その理由が、アーサーリディア―ドコーチの「リディア―ドのランニング・バイブル」を読まれた方は、綺麗に期分けをした方がいいと思われているのかもしれないと思ったのです。

 

また私も過去のブログ記事でも、期分けの重要性の説明はしておりましたが、はっきりと基礎から実戦へと滑らかにトレーニングを移行させることを意識してくださいとは書いてなかったなと思ったので、今回はこの部分をお伝えさせていただきたく記事にさせていただきました。

 

本書を読んでいると、マラソンコンディショニングトレーニングでは、流しすら一切せずに週100マイルの走り込みだけをして、ヒルトレーニングの時期には、ヒルトレーニングだけをして、インターバル期にはインターバル(厳密にはレペティション)・・・・と綺麗にやるべきトレーニングを明確に分けて期分けをしているように読めるかと思います。

 

しかし、橋爪さんの書かれた本とかを読んでいると、リディア―ドコーチも実際は、滑らかに移行していくべきだとおっしゃっていたようです。

 

話を元に戻しますと、期分けを行いトレーニングはしていきますが、常に基礎から実戦へと滑らかにトレーニングを移行させていくことを意識し、他人から練習計画を見られた時に、パッとここから期が変わったと一目みて分からないようにするぐらい滑らかに徐々に移行させていく方がいいということです。

 

それは、人体の仕組みとして、トレーニング刺激に適応しやすい条件として、似たようなトレーニング刺激には適応しやすいという原理があるからです。

 

もうちょっと言い方を変えれば、同じような似たような刺激を何度も何度も、反復してかけると適応しやすいという裏付けにもなると言うことです。

 

日本語だろうと、お箸を使うことだろうと、自転車に乗れるようになるのだって、何度も何度も反復して、その刺激をかけることで、体は適応していくわけです。

 

またこれからの時期、夏の暑さに慣れるように今の時期から徐々に暑さに慣れることで、あの夏の暑さでも走れるように体が適応していくわけです。

 

最後に一点注意していただきたいことが、その期の目的を阻害してまで、次の期を意識したトレーニングをしてはならないということです。

 

どういうことかと言いますと、基礎構築期は総走行距離を増やすことが一つのやるべき事なのですが、そのやるべき事を阻害しない範囲でスピード練習も入れていく必要があるということです。

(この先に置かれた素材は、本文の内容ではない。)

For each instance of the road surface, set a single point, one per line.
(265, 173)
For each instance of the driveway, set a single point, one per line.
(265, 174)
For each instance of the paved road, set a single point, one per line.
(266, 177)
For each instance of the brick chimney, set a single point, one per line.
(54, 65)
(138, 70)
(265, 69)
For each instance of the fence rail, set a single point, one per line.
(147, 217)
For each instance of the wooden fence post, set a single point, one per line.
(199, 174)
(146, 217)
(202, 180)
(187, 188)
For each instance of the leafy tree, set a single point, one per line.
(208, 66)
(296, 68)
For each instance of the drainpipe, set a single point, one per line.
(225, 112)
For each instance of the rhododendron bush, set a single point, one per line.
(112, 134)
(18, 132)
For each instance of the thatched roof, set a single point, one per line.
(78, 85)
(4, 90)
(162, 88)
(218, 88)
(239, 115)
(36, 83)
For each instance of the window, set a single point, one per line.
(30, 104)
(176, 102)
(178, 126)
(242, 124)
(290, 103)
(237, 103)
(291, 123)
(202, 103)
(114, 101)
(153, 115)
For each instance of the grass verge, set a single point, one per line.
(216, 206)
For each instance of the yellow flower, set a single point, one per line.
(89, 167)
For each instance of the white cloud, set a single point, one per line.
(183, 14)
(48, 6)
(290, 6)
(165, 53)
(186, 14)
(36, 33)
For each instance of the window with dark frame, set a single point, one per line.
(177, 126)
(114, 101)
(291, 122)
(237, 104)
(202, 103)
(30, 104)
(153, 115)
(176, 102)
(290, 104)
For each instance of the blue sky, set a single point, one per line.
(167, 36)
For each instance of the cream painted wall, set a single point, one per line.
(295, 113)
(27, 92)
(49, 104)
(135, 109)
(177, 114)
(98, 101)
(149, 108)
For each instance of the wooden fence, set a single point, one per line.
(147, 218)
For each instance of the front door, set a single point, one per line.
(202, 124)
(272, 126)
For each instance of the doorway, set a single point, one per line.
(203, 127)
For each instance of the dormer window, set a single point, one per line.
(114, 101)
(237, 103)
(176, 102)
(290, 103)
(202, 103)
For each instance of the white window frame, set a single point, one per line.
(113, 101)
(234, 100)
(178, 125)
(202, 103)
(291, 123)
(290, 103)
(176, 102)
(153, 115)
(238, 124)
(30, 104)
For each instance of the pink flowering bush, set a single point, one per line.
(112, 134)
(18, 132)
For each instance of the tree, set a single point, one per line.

なので、言葉どおり補助的スピード練習としての位置づけがあるわけです。

 

スピード練習の負荷が高すぎて、翌日疲労が残りすぎて完全休養しないと無理だとなれば、基礎構築期の過ごし方としては、目的が阻害されてしまっているのです。

 

このように、期分けを行いトレーニングをしていくわけですが、常に基礎から実戦へと滑らかにトレーニングを移行させることを意識してされれば、トレーニング刺激に対しても着実に適応でき、結果走力の向上に繋がり、レースでも結果が出るようになるということです。

 

今回の記事が参考になりましたら幸いです。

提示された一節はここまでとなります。